For our new report, we looked at the relationship between age, education level and economic insecurity and their relationships to attitudes and voting behaviour, using British Election Study data from 2018 and 2019. Examining economic insecurity is especially useful because a focus on income and social class misrepresents the degree to which the Conservatives have been supported by economically secure people such as older voters who happen to have working-class backgrounds, lower incomes and lower education levels. Economic security helps us understand the likely voters who went to Labour in Wakefield in the recent by-election and the voters who supported the Liberal Democrats in Tiverton and Honiton.

Britain’s older population – which tends to have lower levels of educational attainment and lower incomes – is, on average, the most economically secure group. The highest average economic insecurity exists among younger generations of non-graduates (which means women under 50 and men under 40): they are the people who have been least protected from globalisation and deindustrialisation and who are less likely to feel secure as a result of their prospects and family wealth. They are at risk of being the ‘won’t haves’ in contrast to younger graduate ‘will haves’.

We looked at the relationship between economic security and socially conservative attitudes to examine the idea of culturally conservative ‘left behind’ voters. Our research finds that overall it is not the most economically insecure who are most culturally conservative on average. Rather, it is the older, economically most secure people who are the most culturally conservative.

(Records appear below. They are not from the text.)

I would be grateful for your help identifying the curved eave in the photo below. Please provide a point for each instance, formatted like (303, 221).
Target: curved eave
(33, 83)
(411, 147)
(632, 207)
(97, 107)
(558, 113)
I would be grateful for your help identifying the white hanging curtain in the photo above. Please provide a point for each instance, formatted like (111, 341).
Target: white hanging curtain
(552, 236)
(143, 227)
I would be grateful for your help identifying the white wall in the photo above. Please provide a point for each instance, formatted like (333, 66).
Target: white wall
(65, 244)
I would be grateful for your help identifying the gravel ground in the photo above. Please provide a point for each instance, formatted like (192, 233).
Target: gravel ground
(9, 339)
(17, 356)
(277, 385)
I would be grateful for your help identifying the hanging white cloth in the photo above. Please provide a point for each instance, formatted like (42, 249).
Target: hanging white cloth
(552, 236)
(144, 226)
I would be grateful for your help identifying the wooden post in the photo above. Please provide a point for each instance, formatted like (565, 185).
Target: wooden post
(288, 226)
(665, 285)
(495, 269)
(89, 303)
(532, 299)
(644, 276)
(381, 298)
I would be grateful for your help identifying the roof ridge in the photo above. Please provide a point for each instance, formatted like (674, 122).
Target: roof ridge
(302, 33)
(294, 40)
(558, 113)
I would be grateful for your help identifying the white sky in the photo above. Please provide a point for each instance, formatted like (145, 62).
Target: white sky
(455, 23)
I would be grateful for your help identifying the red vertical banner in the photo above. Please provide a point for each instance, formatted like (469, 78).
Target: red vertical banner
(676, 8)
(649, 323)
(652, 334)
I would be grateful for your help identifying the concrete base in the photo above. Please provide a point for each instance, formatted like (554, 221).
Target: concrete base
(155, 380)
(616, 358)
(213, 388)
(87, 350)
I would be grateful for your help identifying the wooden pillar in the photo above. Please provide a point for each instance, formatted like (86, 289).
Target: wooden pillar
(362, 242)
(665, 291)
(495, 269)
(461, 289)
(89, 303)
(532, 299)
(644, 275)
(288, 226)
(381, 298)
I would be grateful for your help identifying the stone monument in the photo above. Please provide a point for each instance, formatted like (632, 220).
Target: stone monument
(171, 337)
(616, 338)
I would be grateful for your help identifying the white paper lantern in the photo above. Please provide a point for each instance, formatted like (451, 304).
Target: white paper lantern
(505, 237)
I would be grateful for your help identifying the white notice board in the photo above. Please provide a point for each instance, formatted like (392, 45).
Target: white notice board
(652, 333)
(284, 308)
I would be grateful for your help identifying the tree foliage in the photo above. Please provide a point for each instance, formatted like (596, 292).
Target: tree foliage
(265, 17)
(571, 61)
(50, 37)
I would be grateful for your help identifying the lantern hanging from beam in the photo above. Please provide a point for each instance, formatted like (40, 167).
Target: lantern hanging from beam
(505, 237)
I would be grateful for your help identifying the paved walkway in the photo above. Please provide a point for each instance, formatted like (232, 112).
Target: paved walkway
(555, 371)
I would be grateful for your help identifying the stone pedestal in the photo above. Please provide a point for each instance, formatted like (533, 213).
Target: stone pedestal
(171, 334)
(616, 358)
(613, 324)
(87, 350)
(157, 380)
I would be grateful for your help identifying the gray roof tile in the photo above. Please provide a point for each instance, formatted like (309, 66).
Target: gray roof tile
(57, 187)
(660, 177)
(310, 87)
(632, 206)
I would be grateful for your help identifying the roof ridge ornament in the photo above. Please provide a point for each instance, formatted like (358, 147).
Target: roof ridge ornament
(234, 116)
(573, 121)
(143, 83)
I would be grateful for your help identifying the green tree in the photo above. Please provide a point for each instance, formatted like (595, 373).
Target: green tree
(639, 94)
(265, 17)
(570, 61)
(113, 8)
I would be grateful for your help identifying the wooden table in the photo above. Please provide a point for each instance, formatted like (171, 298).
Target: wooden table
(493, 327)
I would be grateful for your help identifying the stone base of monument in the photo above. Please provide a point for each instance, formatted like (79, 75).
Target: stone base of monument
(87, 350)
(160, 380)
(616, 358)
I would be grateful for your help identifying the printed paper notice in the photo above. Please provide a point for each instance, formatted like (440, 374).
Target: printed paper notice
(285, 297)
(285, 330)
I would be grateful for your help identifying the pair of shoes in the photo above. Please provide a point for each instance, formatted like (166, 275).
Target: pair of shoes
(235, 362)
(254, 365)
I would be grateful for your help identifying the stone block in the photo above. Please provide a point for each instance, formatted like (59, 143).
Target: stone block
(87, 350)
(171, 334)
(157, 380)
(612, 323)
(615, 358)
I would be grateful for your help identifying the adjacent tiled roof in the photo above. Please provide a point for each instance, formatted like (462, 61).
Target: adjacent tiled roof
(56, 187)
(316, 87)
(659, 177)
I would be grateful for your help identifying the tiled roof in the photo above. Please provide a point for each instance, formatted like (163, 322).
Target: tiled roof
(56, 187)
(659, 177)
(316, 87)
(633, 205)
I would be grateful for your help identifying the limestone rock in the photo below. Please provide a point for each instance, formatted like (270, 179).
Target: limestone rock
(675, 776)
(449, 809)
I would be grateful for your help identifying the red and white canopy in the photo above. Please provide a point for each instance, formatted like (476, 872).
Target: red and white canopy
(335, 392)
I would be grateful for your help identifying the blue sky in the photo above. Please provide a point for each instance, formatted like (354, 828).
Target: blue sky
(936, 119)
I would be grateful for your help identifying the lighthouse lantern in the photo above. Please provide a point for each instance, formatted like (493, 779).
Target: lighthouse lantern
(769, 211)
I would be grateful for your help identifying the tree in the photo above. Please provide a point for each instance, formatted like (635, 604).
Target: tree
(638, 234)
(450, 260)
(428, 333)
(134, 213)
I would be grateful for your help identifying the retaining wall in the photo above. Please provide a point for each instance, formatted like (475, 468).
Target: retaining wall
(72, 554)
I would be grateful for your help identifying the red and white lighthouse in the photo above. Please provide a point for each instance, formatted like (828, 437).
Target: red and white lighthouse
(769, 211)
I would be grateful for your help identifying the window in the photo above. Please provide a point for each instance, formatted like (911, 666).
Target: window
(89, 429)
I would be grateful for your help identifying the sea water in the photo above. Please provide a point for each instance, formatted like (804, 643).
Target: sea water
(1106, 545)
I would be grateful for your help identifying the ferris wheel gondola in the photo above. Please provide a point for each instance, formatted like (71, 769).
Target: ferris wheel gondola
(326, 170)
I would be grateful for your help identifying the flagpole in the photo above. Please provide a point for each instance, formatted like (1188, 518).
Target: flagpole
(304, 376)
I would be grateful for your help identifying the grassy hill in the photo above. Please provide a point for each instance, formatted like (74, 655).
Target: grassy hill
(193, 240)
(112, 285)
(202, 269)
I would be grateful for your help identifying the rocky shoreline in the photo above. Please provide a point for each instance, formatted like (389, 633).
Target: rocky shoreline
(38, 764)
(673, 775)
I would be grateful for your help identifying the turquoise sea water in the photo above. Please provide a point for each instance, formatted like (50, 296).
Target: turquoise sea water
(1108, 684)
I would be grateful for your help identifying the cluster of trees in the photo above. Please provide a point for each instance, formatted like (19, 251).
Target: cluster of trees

It has become common practice to assume that Labour lost Red Wall seats that were economically left behind and had high proportions of Leave voters, and that therefore these two components should form the basis of the party’s strategy to win the next election. Yet not all economically insecure voters are culturally conservative – and many Leave voters were economically secure. It is therefore a  mistake to project characteristics of place (Red Wall seats) onto individual voters. Importantly, we find that the people at highest risk of economic insecurity live across the country, not only in the Red Wall, and a cross-country strategy is therefore required to gain the support of these voters.

Herein lie some valuable lessons for Labour on how the party can build an electoral coalition. That coalition could bring together the ‘will haves’ (economically secure younger graduates) and the ‘won’t haves’ (economically insecure younger non-graduates) with older generations who lose their economic security or experience a loss of economic security during the current cost of living crisis.

But to build this coalition, Labour must take note of four key insights:

1. A loss of economic security could be very damaging for the Conservatives

Economic insecurity represents a range of experiences. A person becomes more economically secure because they have multiple buffers to weather storms – like savings, assets and job or income security – and fewer economic stressors and outgoings.

The worse someone’s economic insecurity, the more they are likely to vote Labour in our data, and the better someone’s economic security, the more they are likely to vote Conservative. Around two-thirds of 2019 Conservative voters felt economically secure in 2018 (a  proportion mirrored in the north west and the north east of England) whereas just over half of Labour’s 2019 voters felt economically insecure in 2018. Economically insecure voters likely drift to Labour because their values and interests align more closely with those of the party. And they are likely to have experienced the consequences of Conservative austerity politics and wider economic decline – and therefore to seek an alternative.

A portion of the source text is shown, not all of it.